Это может быть неурожай. Взрыв на мануфактуре. Чрезмерный энтузиазм промышленников, не проведших анализ рынка. Лаг между производством и доставкой, сезонность, в конце концов.

Где-то эти колебания больше, где-то меньше. Продукты крайне подвержены сезонной, урожайной и спекулятивной «активностям», тогда как цена на погонный метр ткани будет почти статична.

Здесь автор подмечает, что цена нескоропортящегося товара всегда будет менее волатильной, нежели скоропортящегося.

Также автор указывает на еще один важный факт: рента статична. Поскольку договор аренды, по определению, долгосрочен, в нем можно учесть статистику, а размер оплаты определяется задолго вперед, без учета колебаний рынка.

 

Но и это еще не все…

Дефицит бывает разным, отмечает автор, – и готов этому посвятить половину главы. Вводя для начала понятие ажиотажного спроса.

В стране умерла королева, объявлен полугодовой траур, приводит пример автор. На рынке возник ажиотажный спрос на черную материю. Цена на нее резко выросла, возникает ажиотаж – но выросла ли прибыль завода, выросла ли зарплата ткача? Нет! Стране нужна черная ткань здесь и сейчас, а не когда-то потом. Капиталу невыгодно в это вкладываться. А вот у продавца – счастливый день, радуется Смит… И тут же напоминает нам, что праздник у него за чей-то счет. В данном случае – за счет продавца цветной материи, недополучившего эти деньги.

Также резко растет и зарплата портных: ткань – это хорошо, но нужна не ткань, а одежда, вчера! При этом производство одежды легко, быстро масштабируемо, так что растут и инвестиции.

Затем Смит рассказывает нам о неестественном дефиците. Это случай, когда цена товара долгое время превышает естественную из-за внешних причин. Например, из-за крупного неурожая или правительственной директивы.
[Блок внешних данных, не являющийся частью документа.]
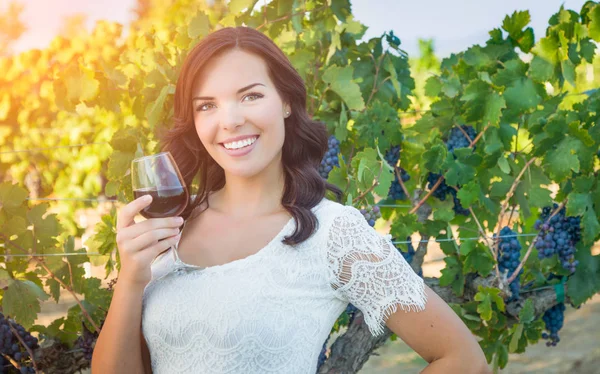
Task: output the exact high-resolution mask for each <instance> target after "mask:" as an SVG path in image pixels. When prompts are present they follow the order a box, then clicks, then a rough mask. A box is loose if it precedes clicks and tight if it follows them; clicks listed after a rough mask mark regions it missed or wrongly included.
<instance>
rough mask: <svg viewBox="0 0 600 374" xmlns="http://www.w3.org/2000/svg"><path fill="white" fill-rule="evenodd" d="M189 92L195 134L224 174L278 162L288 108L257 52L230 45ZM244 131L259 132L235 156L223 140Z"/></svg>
mask: <svg viewBox="0 0 600 374" xmlns="http://www.w3.org/2000/svg"><path fill="white" fill-rule="evenodd" d="M192 97H193V99H192V100H193V102H192V107H193V109H194V124H195V127H196V132H197V134H198V137H199V138H200V141H201V142H202V144H203V145H204V147H205V148H206V150H207V151H208V153H209V154H210V156H211V157H212V158H213V159H214V160H215V161H216V162H217V163H218V164H219V165H220V166H221V167H222V168H223V169H224V170H225V173H226V174H229V175H236V176H240V177H251V176H254V175H256V174H258V173H260V172H261V171H263V170H264V169H265V168H267V167H269V166H273V167H277V166H278V164H279V163H281V149H282V147H283V141H284V139H285V129H284V118H285V117H287V115H286V111H290V107H289V105H288V104H286V103H284V102H283V101H282V99H281V97H280V96H279V94H278V92H277V90H276V89H275V85H274V84H273V82H272V81H271V79H270V78H269V74H268V71H267V65H266V63H265V62H264V61H263V60H262V59H261V58H260V57H258V56H257V55H254V54H251V53H248V52H244V51H241V50H237V49H234V50H231V51H227V52H225V53H224V54H222V55H220V56H217V57H216V58H213V59H212V60H211V61H209V63H208V64H207V65H206V66H205V68H204V69H203V71H202V73H201V76H200V79H199V80H198V81H197V82H195V85H194V90H193V96H192ZM248 135H256V136H258V139H257V140H256V141H255V142H254V144H252V145H249V146H248V149H250V148H251V151H250V152H249V153H247V154H245V155H243V156H237V157H235V156H233V155H231V154H229V153H228V152H227V150H226V149H225V146H224V144H223V143H224V142H227V140H228V139H230V138H234V137H238V136H248ZM244 150H247V149H240V150H239V151H244ZM239 151H238V152H239Z"/></svg>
Героин не должен стоить миллион долларов за килограмм, но из-за правительственного запрета (вызвавшего неестественный дефицит) он стоит именно столько.

И наконец, спекулятивный дефицит. Когда товарищи спекулянты с ехидной мордой сговорились и продают втридорога то, что можно было бы продать и подешевле, наживая сверхприбыли на маленьком секретике. Одно хорошо, пишет автор: подобные махинации живут крайне недолго, «до первого заложившего».

Есть и обратная сторона медали: инновационное преимущество. Когда, например, инженер мануфактуры изобрел способ окрашивать ткани вдвое дешевле и успешно сохраняет это в секрете. Что позволяет либо просто извлекать большую долю прибыли, либо даже монополизировать рынок – за счет смещения эквилибриума «естественной цены» ниже минимально приемлемого для менее эффективных конкурентов.

Примечание рассказчика. Сегодня бы это назвали коммерческой тайной.

А кроме того, возможен постоянный дефицит, возникающий из-за принципиальной невозможности удовлетворения спроса. При нем, как утверждает Смит, возможна чрезвычайная прибыль, нехарактерная для смежных отраслей. Которая полностью распределяется между рентой и прибылью (если она уместна в этом методе производства), не затрагивая оплату труда: ценность его в этой сфере будет такой же или почти такой же.

В пример можно привести некоторые французские виноградники, аренда ресурса которых может обойтись абсурдно дорого… Но конечный продукт будет еще дороже из-за принципиальной невозможности расширения производства, так что довольны все… Насколько это возможно в данной ситуации.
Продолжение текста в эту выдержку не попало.